Stock Markets March 30, 2026

KB Securities Sticks to Recovery Thesis for KOSPI Despite Rising Volatility

Strategist warns of W-shaped rebounds and flags geopolitical risks tied to Iran conflict and potential energy infrastructure strikes

By Hana Yamamoto
KB Securities Sticks to Recovery Thesis for KOSPI Despite Rising Volatility

KB Securities says that while market volatility has intensified and weighed on sentiment, its central view on the KOSPI's correction and subsequent recovery has not changed. The firm highlights a tendency for W-shaped recoveries after steep, rapid drops and continues to model a 15%-23% correction, recommending accumulation below 5,300 points. Geopolitical developments linked to the Iran conflict remain a key near-term risk, with the firm assessing escalation scenarios that could target energy infrastructure yet stopping short of calling the situation a systemic breakdown.

Key Points

  • KB Securities maintains its core view on the KOSPI correction and recovery despite increased volatility, expecting a 15%-23% correction.
  • Historical patterns favor W-shaped recoveries after rapid, large drops; the firm notes markets "tend to form a W-shaped recovery rather than a V-shaped rebound," with the second trough often lower than the first.
  • Geopolitical risks tied to the Iran conflict are central to the near-term risk set, with potential escalation scenarios including strikes on energy infrastructure.

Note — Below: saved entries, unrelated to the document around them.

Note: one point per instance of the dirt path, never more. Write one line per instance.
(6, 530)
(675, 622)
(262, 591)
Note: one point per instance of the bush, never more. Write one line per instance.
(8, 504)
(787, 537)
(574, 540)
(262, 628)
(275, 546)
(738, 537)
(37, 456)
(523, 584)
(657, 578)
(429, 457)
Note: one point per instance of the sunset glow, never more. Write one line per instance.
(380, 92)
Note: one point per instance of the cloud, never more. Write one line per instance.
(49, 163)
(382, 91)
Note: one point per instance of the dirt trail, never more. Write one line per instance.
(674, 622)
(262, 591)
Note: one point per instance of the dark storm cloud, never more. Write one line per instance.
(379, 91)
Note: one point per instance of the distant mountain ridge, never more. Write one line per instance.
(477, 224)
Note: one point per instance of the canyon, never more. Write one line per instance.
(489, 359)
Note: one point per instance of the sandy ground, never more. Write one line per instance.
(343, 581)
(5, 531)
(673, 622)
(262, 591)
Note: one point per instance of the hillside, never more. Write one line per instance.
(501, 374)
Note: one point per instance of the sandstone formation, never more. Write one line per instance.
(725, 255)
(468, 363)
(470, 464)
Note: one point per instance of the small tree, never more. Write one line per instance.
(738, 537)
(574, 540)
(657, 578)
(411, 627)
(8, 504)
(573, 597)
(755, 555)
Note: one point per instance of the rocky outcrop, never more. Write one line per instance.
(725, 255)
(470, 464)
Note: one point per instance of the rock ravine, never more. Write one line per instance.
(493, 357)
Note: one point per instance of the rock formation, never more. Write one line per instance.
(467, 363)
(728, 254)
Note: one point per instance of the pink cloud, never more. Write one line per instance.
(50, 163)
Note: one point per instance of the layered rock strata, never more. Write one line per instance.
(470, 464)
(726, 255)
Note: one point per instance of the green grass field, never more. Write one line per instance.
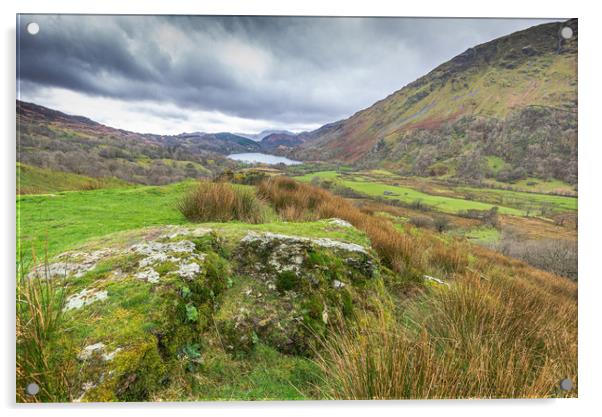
(409, 195)
(509, 202)
(521, 199)
(66, 220)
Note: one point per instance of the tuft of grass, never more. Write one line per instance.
(403, 252)
(39, 313)
(222, 202)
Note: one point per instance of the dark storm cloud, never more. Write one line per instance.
(290, 70)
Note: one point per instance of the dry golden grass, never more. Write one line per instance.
(501, 330)
(221, 202)
(498, 338)
(40, 302)
(402, 252)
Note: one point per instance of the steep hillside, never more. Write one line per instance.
(54, 140)
(514, 98)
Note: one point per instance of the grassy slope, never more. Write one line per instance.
(66, 220)
(34, 180)
(74, 217)
(465, 85)
(509, 202)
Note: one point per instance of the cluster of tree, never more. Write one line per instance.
(533, 142)
(66, 143)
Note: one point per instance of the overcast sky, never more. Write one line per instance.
(178, 74)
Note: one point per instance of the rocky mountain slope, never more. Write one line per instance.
(513, 98)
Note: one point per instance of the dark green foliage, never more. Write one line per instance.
(287, 281)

Heightened market turbulence has damped investor confidence, but KB Securities says its principal outlook for the KOSPI's correction and recovery trajectory remains unchanged.

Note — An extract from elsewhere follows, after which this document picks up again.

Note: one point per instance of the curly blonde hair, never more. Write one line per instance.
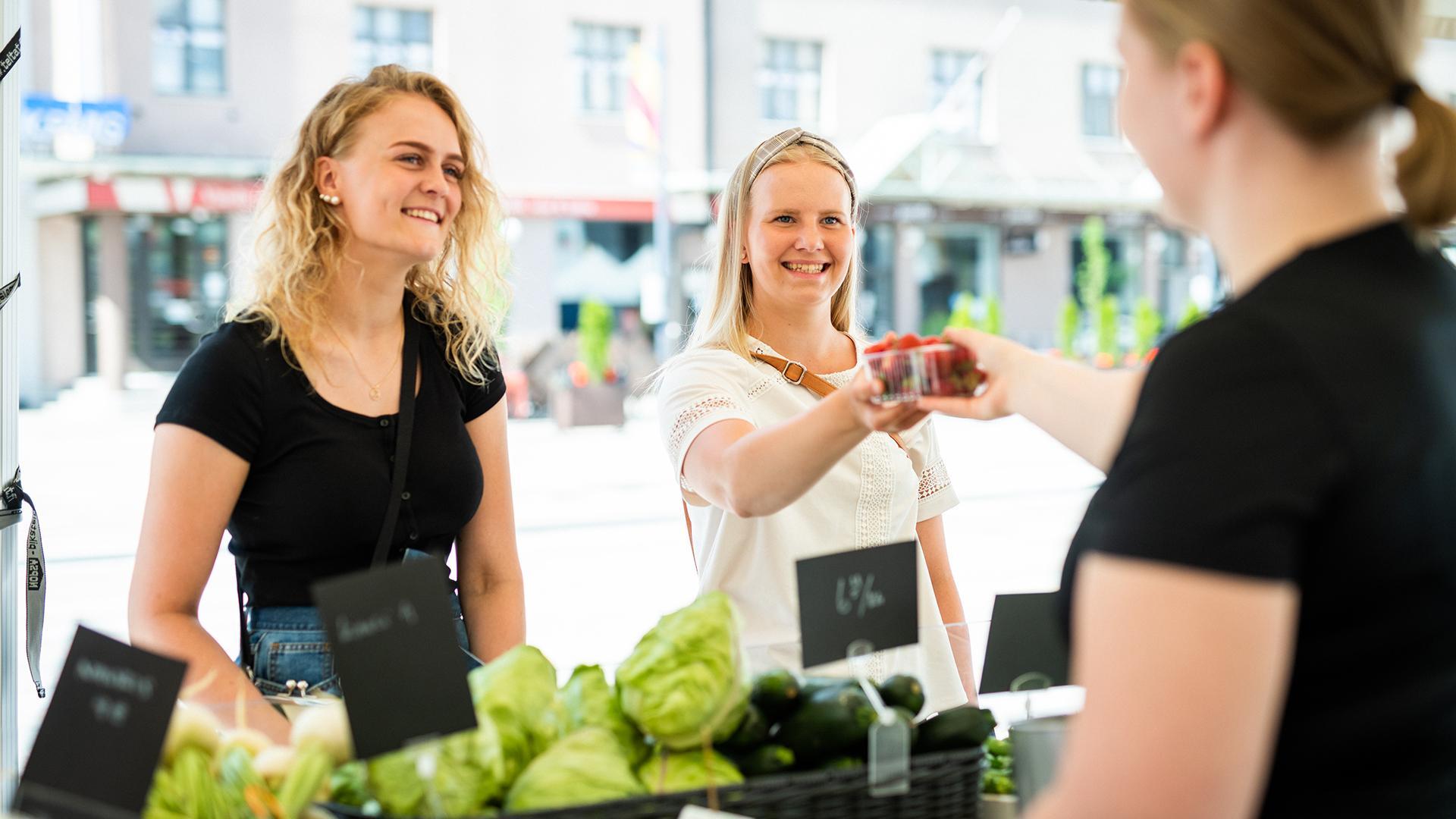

The firm notes that markets seldom rebound in a straight line after large declines. Citing historical patterns, KB Securities highlights that "W-shaped recoveries dominate" following drops exceeding 15 percent in a single week. In commentary, strategist Euntaek Lee observes that "markets tend to form a W-shaped recovery rather than a V-shaped rebound," adding that the second trough is "often lower than the first."

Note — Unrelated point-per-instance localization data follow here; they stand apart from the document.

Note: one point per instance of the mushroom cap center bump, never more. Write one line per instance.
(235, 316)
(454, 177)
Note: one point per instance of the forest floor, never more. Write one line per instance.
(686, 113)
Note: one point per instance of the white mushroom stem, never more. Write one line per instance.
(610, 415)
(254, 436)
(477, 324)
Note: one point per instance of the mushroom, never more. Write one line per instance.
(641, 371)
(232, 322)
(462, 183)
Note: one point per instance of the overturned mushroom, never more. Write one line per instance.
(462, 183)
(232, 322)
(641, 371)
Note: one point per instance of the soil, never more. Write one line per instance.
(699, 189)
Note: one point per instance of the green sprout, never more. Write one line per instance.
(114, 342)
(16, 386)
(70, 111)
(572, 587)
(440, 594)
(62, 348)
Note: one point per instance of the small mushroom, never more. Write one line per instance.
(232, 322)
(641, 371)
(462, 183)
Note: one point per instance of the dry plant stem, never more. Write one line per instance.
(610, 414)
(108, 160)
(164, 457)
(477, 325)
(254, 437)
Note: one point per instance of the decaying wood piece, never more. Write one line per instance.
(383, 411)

Reflecting that pattern, KB Securities chose not to implement a 50-day moving-average rule as a response during the most recent sell-off.

On sizing the downside, the firm maintains an expectation of a 15%-23% correction for the KOSPI. Its tactical recommendation is to accumulate on dips below 5,300 points rather than adopt an outright bearish stance.

Geopolitical developments are central to the near-term outlook. KB Securities frames the conflict involving Iran using a "tariff war" analogy - a way to compare the dynamics to those seen in the U.S.-China trade dispute. The firm warns that the United States could escalate through strikes on energy infrastructure and says it assigns "little credibility" to assertions that military actions have paused. Despite that, KB Securities does not consider the situation to be the onset of a systemic breakdown.

Regarding prospects for a diplomatic resolution, the firm judges that a fully reconciled U.S.-Iran agreement is unlikely. However, it allows that a limited ceasefire could become a de facto end state, likening that potential outcome to the Phase One trade arrangement in terms of being a partial, not full, settlement.

In sum, KB Securities argues that investors should prepare for a choppy recovery characterized by potential secondary drawdowns, while monitoring geopolitical developments that could disproportionately affect energy-related exposures. The firm retains a constructive accumulation posture at specified KOSPI levels rather than shifting to negative positioning.

Risks

  • Geopolitical escalation - Strikes on energy infrastructure could create outsized volatility for energy-sector exposures and broader market sentiment.
  • Secondary market troughs - The tendency toward W-shaped recoveries means equity markets, including the KOSPI, may experience another, potentially deeper, pullback before a sustained rebound.
  • Incomplete diplomatic resolution - A fully reconciled U.S.-Iran agreement is considered unlikely; at best a limited ceasefire could emerge, leaving residual uncertainty that may continue to influence market positioning.